One could also, incidentally, well imagine a situation in which a vanilla model had gone through a shoot, consenting, with a safeword that she hadn’t used, but where she subsequently regretted what she’d done – but it’s the issue of consent in advance and at the time that would seem to be most important, at least in any legal debate. And one can imagine a situation where a participant needs to invent an excuse (“I didn’t consent / they forced me”) if what’s happened is discovered by someone who disapproves.

Third, there would seem to be an issue of responsible conduct. Even with consenting partners, safewords and the like, it would have to be a matter of concern if those involved acted recklessly, thoughtlessly or irresponsibly during the shoot. Put another way – are the actresses, in particular, looked after properly? It would seem from Ludwig’s past descriptions of Mood’s procedures – e.g. having medical staff on hand to help tend the wounds – that they should be in the clear on this front. (The danger, though, is that those who would condemn them on the first count, of whether someone can consent, would use the very presence of and implied need for medical attention as an argument to condemn).
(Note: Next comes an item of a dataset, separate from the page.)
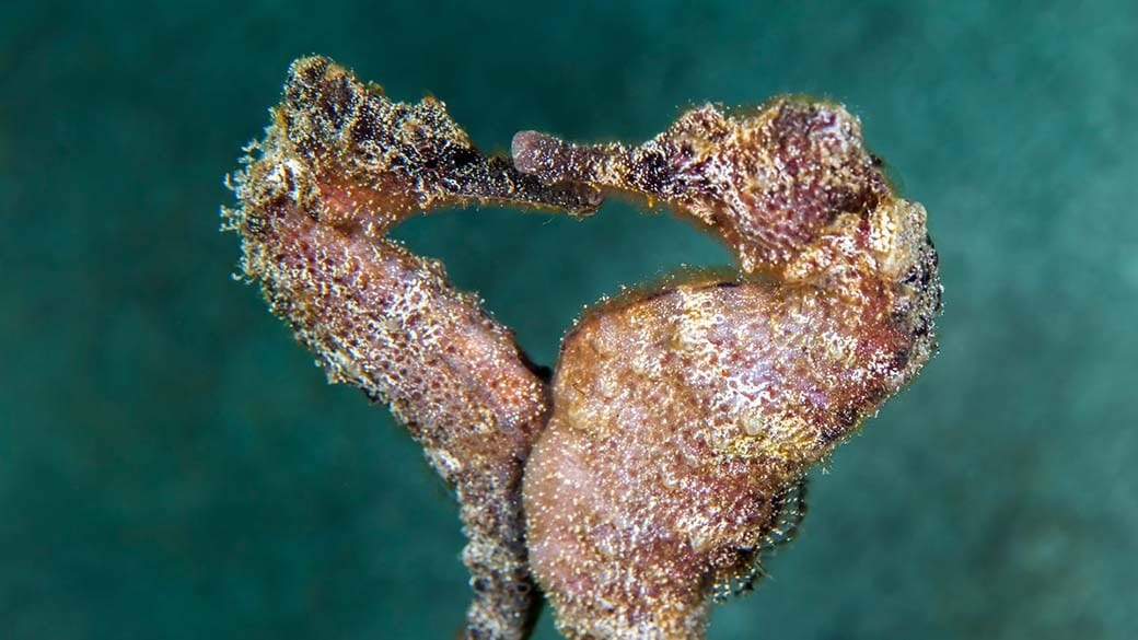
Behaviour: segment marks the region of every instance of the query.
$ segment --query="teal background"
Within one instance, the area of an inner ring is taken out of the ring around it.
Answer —
[[[1125,0],[6,2],[0,637],[457,629],[445,487],[230,279],[217,232],[222,175],[312,52],[432,92],[492,150],[643,139],[702,100],[847,104],[929,208],[941,352],[710,638],[1138,637],[1136,25]],[[728,260],[619,203],[399,235],[546,363],[599,296]]]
And fourth, there’s the question of the subject matter. I used the phrase ‘in private’ earlier, and that to me is key when justifying consensual activity. The nature of a movie producer is that their output isn’t ‘private’ – it’s designed for public distribution. This leads to two areas of possible condemnation:

  • the whole “extreme porn” argument, much discussed on the blogosphere (particularly in the context of last year’s UK legislation) – that is, whether there are certain topics that should be taboo and not filmed
  • whether appropriate steps are taken to prevent material from reaching those who shouldn’t be exposed to it (e.g. those under an appropriate / legal age to view it).

I don’t want to rehearse all of those arguments here, as they’re been widely debated – but it does seem that they’re not pertinent to this particular case anyway, as Mood appear to be in trouble for issues relating to the production rather than to the circulation of their movies.

I hope that, if the Mood folks have (as one would hope) operated responsibly and within the right parameters, that they would then have the best wishes of all of the kinky community – and our active support to help them to get through the doubtless difficult times ahead.